In Alzheimer’s disease (AD), oxidative stress biomarkers such as protein carbonyls and 3-nitrotyrosine, 8-hydroxydeoxyguanosine, 8-hydroxyguanosine, 4-hydroxynonenal, and malondialdehyde were shown to increase in the blood. An alteration in the expression of antioxidant enzymes such as superoxide dismutase and catalase was reported to be the cause of familial AD [67]. In AD, β-amyloid is produced in increased quantities causing mutations primarily in the amyloid precursor protein (APP), and presenilin-1 (PS-1), and presenilin-2 genes. β -amyloid level increases with age in human beings [68]. This age-dependent accumulation of β-amyloid was studied by Anantharaman et al. [68] using APP/PS1 transgenic mice. Brain sections were analyzed in the 3-, 6-, 9-, 12-, and 14-month-old mice. There was no deposition of β-amyloid in the 3-month-old mice while 12-month-old mice brains had greater deposition in the neocortex and hippocampus. By 14 months, β-amyloid deposits were seen in small blood vessel walls in the brain and leptomeninges suggesting age-related deposition of β-amyloid in APP/PS-1 mice. It was also observed that the activity of the superoxide dismutase enzyme was significantly decreased when compared to wild-type mice resulting in mitochondrial dysfunction, oxidative stress, and apoptosis. It could therefore be concluded that aging causes an increase in β-amyloid levels leading to the inactivation of superoxide dismutase enzyme and thereby increasing ROS levels which can lead to neuronal death associated with oxidative stress (Figure 1).

Figure 1. ROS is generated in microglia by activation of NADPH oxidase 2 along with deposition of amyloid plaques and inflammation leading to oxidative stress and neurodegeneration. Reproduced with permission from Simpson et al. [10].

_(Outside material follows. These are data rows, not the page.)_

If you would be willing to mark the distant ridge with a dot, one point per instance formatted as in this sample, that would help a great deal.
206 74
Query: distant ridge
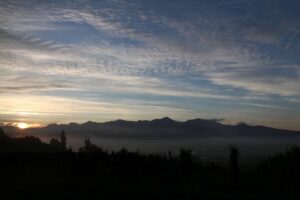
163 128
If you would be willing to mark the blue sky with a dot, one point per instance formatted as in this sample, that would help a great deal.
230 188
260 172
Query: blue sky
63 61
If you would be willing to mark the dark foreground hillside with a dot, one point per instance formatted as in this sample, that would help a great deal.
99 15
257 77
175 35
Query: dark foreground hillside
31 169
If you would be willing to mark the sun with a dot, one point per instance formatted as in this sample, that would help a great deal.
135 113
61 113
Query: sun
22 125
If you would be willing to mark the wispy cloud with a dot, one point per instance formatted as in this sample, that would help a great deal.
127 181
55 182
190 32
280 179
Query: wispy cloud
209 52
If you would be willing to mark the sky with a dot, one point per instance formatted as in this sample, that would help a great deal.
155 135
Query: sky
74 61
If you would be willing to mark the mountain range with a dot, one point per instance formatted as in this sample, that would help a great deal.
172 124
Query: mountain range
164 128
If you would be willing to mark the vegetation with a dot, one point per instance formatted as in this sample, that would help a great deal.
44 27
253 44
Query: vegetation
31 169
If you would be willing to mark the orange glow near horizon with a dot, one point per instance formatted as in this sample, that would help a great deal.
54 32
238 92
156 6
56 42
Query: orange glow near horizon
23 125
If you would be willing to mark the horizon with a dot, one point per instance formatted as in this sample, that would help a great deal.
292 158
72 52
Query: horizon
24 125
74 61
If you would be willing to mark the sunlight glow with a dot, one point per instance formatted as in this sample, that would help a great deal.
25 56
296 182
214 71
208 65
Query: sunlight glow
23 125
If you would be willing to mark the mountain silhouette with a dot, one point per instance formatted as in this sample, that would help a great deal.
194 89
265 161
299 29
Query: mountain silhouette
164 128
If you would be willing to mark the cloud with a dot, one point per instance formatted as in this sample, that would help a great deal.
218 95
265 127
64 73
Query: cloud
238 52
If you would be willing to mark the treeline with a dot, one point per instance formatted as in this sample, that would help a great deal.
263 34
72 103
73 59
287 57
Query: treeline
31 169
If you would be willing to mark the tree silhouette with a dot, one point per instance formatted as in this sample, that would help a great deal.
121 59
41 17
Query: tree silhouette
88 147
63 140
185 159
234 163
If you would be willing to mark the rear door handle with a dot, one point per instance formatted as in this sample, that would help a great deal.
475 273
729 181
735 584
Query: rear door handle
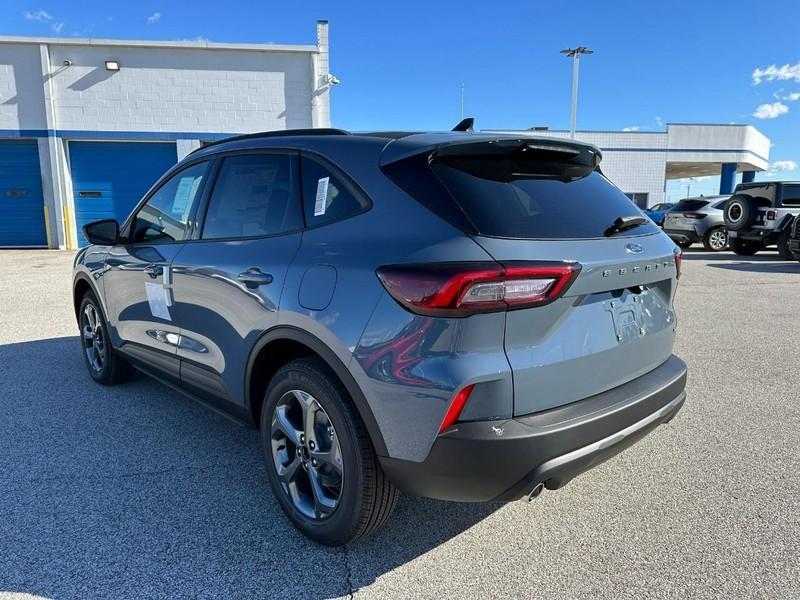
154 270
254 277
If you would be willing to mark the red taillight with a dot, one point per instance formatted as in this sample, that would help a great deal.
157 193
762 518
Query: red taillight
456 406
461 289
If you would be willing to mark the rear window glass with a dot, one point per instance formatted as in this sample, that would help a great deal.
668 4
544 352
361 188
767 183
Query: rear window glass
515 198
689 205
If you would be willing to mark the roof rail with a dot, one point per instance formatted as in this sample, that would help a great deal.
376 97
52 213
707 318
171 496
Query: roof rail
278 133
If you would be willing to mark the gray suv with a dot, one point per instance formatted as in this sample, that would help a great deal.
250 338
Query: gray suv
700 219
460 316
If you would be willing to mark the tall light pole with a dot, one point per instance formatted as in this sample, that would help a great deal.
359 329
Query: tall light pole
575 54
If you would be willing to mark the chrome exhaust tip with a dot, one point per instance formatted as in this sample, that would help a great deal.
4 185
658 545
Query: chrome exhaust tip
535 492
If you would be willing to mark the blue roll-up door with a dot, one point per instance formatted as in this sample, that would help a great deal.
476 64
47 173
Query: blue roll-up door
109 178
21 198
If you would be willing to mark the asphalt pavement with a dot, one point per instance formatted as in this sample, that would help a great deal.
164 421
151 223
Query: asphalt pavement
136 492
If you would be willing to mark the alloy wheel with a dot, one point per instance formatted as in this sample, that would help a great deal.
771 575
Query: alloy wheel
718 240
307 455
93 342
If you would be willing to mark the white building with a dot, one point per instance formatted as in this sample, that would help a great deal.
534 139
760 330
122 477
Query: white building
86 126
640 163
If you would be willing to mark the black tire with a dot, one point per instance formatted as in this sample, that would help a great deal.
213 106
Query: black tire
716 239
740 212
366 497
783 244
745 247
109 368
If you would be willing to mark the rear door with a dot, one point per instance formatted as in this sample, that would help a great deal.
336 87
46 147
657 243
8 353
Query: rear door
227 284
137 282
616 321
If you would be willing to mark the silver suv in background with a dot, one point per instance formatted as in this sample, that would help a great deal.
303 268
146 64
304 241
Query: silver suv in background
698 219
460 316
761 214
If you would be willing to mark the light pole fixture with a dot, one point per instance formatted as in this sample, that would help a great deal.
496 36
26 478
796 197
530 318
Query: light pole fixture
575 55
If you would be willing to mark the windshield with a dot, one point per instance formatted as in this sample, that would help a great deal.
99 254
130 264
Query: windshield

In Amyotrophic Lateral Sclerosis (ALS), both upper and lower motor neuron loss is seen which results in muscle wasting, weakness, and paralysis. Its etiology is unknown but superoxide dismutase enzyme mutations are observed [69]. Mutation in the superoxide dismutase-1 enzyme forms protein aggregates which cause loss of enzymatic function. Superoxide dismutase-1 enzyme plays an important role in the clearance of free oxygen radicals. With the loss of enzymatic function in ALS, the accumulation of oxygen radicals increases leading to oxidative stress.